The spirit of Christmas past

The Yule Log and mistletoe have roots in Druid and Viking worship, and the Roman festival of Saturnalia celebrated the winter solstice

issue 15 December 2018

This book, an excellent history of Christmas, made me think of a Christmas cartoon strip I once saw in Viz magazine. There’s a couple. It’s Christmas Eve. The man goes out to buy the woman a present. On the way, he steps into a pub for a few drinks. Much later, drunk, having missed the shops, he tries his luck at a petrol station. But too many people have had the same idea; the only thing left to buy is engine oil. This, anyway, is how I remember it, ending deliciously with the man in a terrible dilemma.

Why, you might ask, would this genteel book about the history of Christmas, with its sections on carols, and Christmas trees, and the choir of King’s College, Cambridge — why would all this remind me of a drunk in a petrol station? I’ll come to that in a minute. But let me first say that, if you are going to be sitting among relatives at Christmas, one of the things you’ll be talking about will be Christmas itself. Christmas this, Christmas that. And if you do find yourself doing it, having read this book would be an enormous boon.

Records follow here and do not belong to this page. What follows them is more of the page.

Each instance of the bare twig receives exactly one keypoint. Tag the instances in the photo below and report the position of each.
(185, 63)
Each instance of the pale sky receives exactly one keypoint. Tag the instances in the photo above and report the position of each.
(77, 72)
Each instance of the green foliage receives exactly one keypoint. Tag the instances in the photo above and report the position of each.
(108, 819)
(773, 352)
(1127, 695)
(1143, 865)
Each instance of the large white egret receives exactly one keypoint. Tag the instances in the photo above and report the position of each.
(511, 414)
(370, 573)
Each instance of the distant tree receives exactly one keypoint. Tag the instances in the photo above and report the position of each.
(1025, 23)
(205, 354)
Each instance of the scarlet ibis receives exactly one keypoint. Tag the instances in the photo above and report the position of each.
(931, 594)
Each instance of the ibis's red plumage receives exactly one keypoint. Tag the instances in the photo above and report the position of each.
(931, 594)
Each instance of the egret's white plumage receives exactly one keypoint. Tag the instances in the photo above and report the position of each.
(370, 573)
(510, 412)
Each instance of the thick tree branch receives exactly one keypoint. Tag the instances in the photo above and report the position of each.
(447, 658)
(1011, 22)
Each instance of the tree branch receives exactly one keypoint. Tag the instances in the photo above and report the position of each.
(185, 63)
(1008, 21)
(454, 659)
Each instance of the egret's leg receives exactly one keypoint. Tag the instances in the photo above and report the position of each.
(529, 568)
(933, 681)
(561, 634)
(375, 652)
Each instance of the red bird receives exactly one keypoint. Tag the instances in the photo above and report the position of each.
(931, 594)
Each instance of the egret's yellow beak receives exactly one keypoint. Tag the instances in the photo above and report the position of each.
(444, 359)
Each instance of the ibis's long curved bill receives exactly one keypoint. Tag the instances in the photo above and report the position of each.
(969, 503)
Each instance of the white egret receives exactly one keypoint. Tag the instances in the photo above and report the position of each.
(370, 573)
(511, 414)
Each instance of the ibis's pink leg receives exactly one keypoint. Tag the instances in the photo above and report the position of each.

Christmas cards. Christmas food. The Twelve Days of Christmas. Wizzard’s ‘I Wish It Could Be Christmas Every Day’. At the very start of this book, there’s a list of Christmas songs, or lines from Christmas songs, and I pretty much guarantee that one of these will trigger a Proustian rush of memory. I used to think the Wizzard song was actually about addiction, about someone wanting the same thing over and over to the point of self-harm. Others will be transported by the words ‘A Partridge in a Pear Tree’, a lyric that might have arisen from Anglo-French confusion: ‘The French word for partridge is perdrix (pronounced ‘peardree’).